ビリオネアと呼ばれる大富豪たちを「民主主義に対する脅威」とみなす米国人が増えていることが、最新の世論調査結果から明らかになった。また、トランプ政権があからさまに富裕層を優遇する中、米国人の10人中7人が米国政治に対する超富裕層の影響力の縮小を望んでいることもわかった。
米調査会社ハリス・ポールが毎年実施している「米国人とビリオネア」と題した世論調査の最新版によると、ビリオネアたちが米国の民主主義を脅かしていると考える米国人は過半数(53%)に上り、昨年と比較して7ポイント上昇した。
調査では、米国の人々が全体としてビリオネアに幻滅し始めており、個人で蓄財可能な資産額に上限を設けるなど、純資産の多い富裕層への規制強化を望んでいる傾向が浮き彫りになった。
回答者の53%が保有資産額の制限を求めており、昨年の46%から増加。その多くが「100億ドル(約1.5兆円)を超える資産の保有を禁止するべきだ」と考えている。
ビリオネアへの規制強化にも大多数が賛成している。回答者の71%が「ビリオネア税」の導入を支持し、64%が「資産10億ドル(約1500億円)超の富裕層には法令で慈善活動への参加を義務付けるべきだ」と考えている。

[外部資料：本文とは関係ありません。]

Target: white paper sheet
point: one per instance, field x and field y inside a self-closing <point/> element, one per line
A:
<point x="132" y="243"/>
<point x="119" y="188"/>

また、米国人の3分の1以上が「米国経済は超富裕層を優先する不公平な競争環境だ」と受け止めており、10人中7人以上が「富の不平等は深刻な国家問題だ」とみていることも明らかになった。
回答者のほぼ全員(94%)が米国に富の格差が存在すると認識しており、主な要因として、所得の伸びを上回る生活費の上昇、法人税の抜け穴、手頃な価格の住宅の不足を挙げた。
11月14日時点のフォーブスの試算によると、資産額が100億ドルを超える大富豪は世界で310人に上り、このうち122人が米国籍を有している。